I was in a relationship with a cheating partner.
Since I was the one who was cheated on, I’m familiar with betrayal. I’m also familiar with what it feels like to be the cheater—I cheated in one of my early twenties’ relationships. I’ve had several honest conversations with friends who’ve experienced cheating and betrayal.
I blamed myself when my ex-partner cheated on me.
I reckon blame is the most destructive thought that permeates the betrayed person’s mind. It is common to feel because sometimes the clearest answer to infidelity is the shortcomings of the betrayed partner.
Unfortunately, I was with a particular type of cheater—the one who points the finger at their lover.
I’m not a perfect person; however, I was a good partner. I left this relationship with significant feelings of guilt. I lost my self-confidence (and myself), I thought I was unworthy of love, deemed myself a terrible girlfriend and thought I needed to change my ways to avoid being cheated on again.
I ended the relationship after almost 18 months. With time, I gained a better perspective on the whole relationship: I wasn’t the cause of his infidelity.
When the tension between us calmed many months after the breakup, he told me the same. I could relate to the conversations I had with the few friends who cheated on their partner. On the surface, it appears that they cheated because of their partner. The fact is they cheated because of themselves. The cheater rarely admits this.
Here’s the thing: your partner didn’t cheat on you because of you.
In my case almost a decade ago, I cheated because I thought there was a missing element in my relationship—the actual, real reason had nothing to do with this. My ex-partner cheated on me for reasons that concerned his personal life before meeting me. Some people cheat because they’re insecure, others because they’re lonely. Some cheat because they’re too weak, easily tempted, don’t want to commit or simply because they’re just not into their partner.
These aren’t excuses, but they make perfect excuses for the cheater.
Consequently, I would like to voice that cheating is not an excuse. There are different ways to fix a relationship that’s gone awry.
The two palpable solutions that come to mind are to talk it through or end the relationship.
Needless to say, we think our partner is the worst human being on earth for cheating instead of doing one of the two. I remember having one conversation with my ex-partner’s friend who was familiar with our issues. She told me something very poignant. She said, “He is not a bad person. He’s just bad at being in a relationship.”
Okay, let me put this differently. Blaming our partner is as futile as blaming ourselves.
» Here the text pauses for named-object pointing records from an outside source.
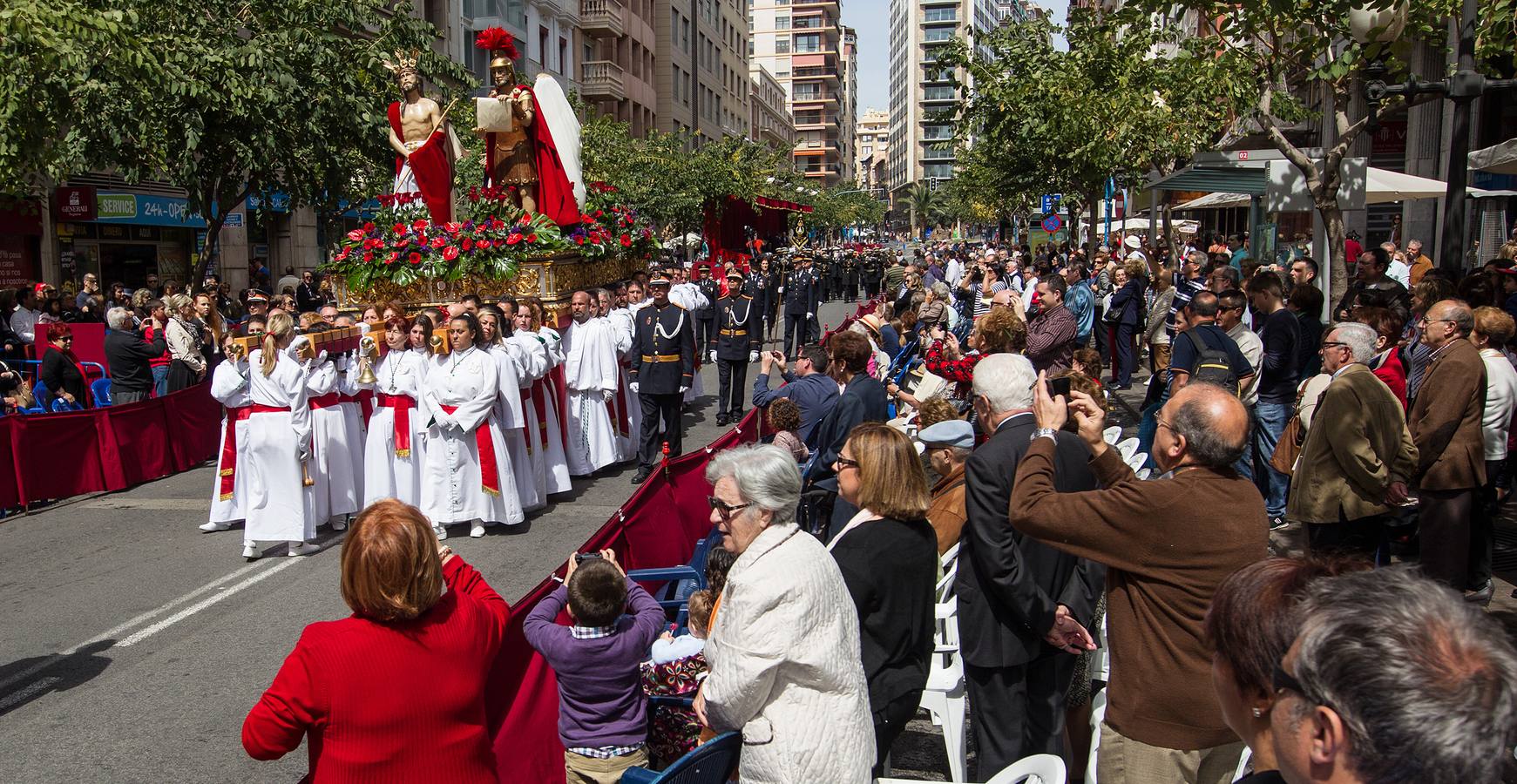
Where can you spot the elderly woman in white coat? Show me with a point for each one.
(468, 470)
(783, 651)
(396, 442)
(280, 505)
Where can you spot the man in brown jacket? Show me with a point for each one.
(1165, 544)
(947, 446)
(1446, 427)
(1358, 454)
The ugly truth is that cheaters simply don’t know how to be in relationships. They have no idea how to deal with problems. Relationships require hard work and a whole lot of effort—not everyone is suited for it. Cheaters don’t know how to fix a problem through communication or any other possible means. This is why their infidelity is because of them; not because of you.
Understanding a cheater’s mentality is arduous. Nevertheless, it appears to me that the wisest solution here is to understand that this is how much cheaters know. This is how they know how to deal with their inner demons. And hey, understanding them doesn’t imply staying with them. We can understand another person’s issue but choose not to be part of it.
I hope you don’t face cheaters in your lifetime, but in case you do, always remember this: the moment you point your finger at yourself, remember there are other alternatives to dealing with what you think is an issue.
Were you being needy? Your partner could have talked to you about it.
Were you distant? Your partner could have talked to you about it.
Did you change? Are you overworked? Not cooking anymore? Not having sex anymore? Not taking care of yourself anymore?
Whatever the reason is, you know the answer by now: your partner could have talked to you about it. Worst case scenario, again, could have been ending the relationship.
Relationships are unpredictable. Nonetheless, we can save ourselves trouble in the future if we are vigilant about the partner we pursue the relationship with. By all means, there is a big probability of not knowing how things will turn out, but getting to know the person before settling is beneficial—and somewhat safe.
Since cheating stems from personal problems within the person, these problems can be spotted early on—trust me.
I ignored all the red flags before pursuing a relationship with my ex-cheating partner. The biggest red flag of all was learning about his previous cheating history. Funnily enough, I thought I could change him.
Let’s focus on the words “I thought” here. Don’t lull yourself into thinking that you can change people, twist them or mold them. Remember, it’s who they are. If you see a red flag, take the first exit.
And if (let’s hope not) your partner cheats on you, remember it’s not you—it’s them.